America's path toward greater government confiscation of private production (through taxes) and greater government control of consumption (through management of resources by laws such as Obamacare) runs exactly counter to the wisdom learned from Socialist experiments conducted throughout the world in the 20th Century. Nahalal tells the story that we'd all like to hear at bedtime… "the government interfered less and less and the people prospered more and more and they all lived happily ever after."

Clark H Smith



* Communism? Socialism? Which is it? What's the difference? Here's the way I explain it. Communism is a utopian concept, a pure daydream. Only in Heaven and John Lennon lyrics (and occasional church pot lucks) do all people share all things in common. Marxist Socialism is the "practical" implementation of Communist ideal.

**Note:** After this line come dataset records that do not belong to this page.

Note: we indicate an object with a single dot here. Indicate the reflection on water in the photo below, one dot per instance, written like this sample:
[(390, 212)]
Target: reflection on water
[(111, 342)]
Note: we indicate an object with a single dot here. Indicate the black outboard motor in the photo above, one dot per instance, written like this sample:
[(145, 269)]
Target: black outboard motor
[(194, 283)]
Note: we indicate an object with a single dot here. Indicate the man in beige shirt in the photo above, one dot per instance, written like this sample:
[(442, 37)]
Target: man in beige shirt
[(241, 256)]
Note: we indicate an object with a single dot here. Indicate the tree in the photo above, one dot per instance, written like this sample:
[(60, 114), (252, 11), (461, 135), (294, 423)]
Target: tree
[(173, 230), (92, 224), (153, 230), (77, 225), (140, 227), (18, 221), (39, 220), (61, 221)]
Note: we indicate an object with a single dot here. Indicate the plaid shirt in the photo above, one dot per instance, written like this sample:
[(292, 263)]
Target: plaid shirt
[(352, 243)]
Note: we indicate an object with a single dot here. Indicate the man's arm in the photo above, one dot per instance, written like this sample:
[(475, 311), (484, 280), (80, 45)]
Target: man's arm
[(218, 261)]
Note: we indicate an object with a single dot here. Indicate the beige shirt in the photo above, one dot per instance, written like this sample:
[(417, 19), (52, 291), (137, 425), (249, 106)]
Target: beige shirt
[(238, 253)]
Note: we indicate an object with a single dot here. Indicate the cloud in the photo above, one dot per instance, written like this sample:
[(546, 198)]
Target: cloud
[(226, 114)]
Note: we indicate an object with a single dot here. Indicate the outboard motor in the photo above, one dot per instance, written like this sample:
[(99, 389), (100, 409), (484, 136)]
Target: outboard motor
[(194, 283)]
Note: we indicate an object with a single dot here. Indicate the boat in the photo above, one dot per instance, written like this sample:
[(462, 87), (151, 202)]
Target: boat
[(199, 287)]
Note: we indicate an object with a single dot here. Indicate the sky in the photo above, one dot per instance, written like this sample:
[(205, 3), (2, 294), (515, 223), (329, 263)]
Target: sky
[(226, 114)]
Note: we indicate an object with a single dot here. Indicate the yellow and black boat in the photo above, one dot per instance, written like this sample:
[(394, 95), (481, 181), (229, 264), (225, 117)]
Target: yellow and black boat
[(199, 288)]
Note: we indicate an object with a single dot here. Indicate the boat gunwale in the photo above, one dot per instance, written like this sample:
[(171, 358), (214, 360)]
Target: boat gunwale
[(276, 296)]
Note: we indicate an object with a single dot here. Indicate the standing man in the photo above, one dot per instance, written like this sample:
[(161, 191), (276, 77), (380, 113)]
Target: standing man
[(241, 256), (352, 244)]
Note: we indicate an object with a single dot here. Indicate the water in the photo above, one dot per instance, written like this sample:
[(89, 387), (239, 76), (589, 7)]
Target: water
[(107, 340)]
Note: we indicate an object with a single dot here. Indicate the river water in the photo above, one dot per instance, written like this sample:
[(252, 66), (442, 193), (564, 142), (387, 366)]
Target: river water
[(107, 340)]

The State (government, and really, the ruling elite) controls levels of production and commands levels of consumption. In Socialism, there is no such thing as a free market place in which free-will consumption determines what goods and services are produced. Capitalism, in which "Greed is Good" by the way, works because it does allow a free marketplace in which consumption and production are held in tension economically, rather than politically. In Capitalism, greed drives the producer to deliver goods and services to the marketplace which satisfy consumers. In Socialism, greed is supposedly eliminated (except among the ruling elite) and so it consumer satisfaction.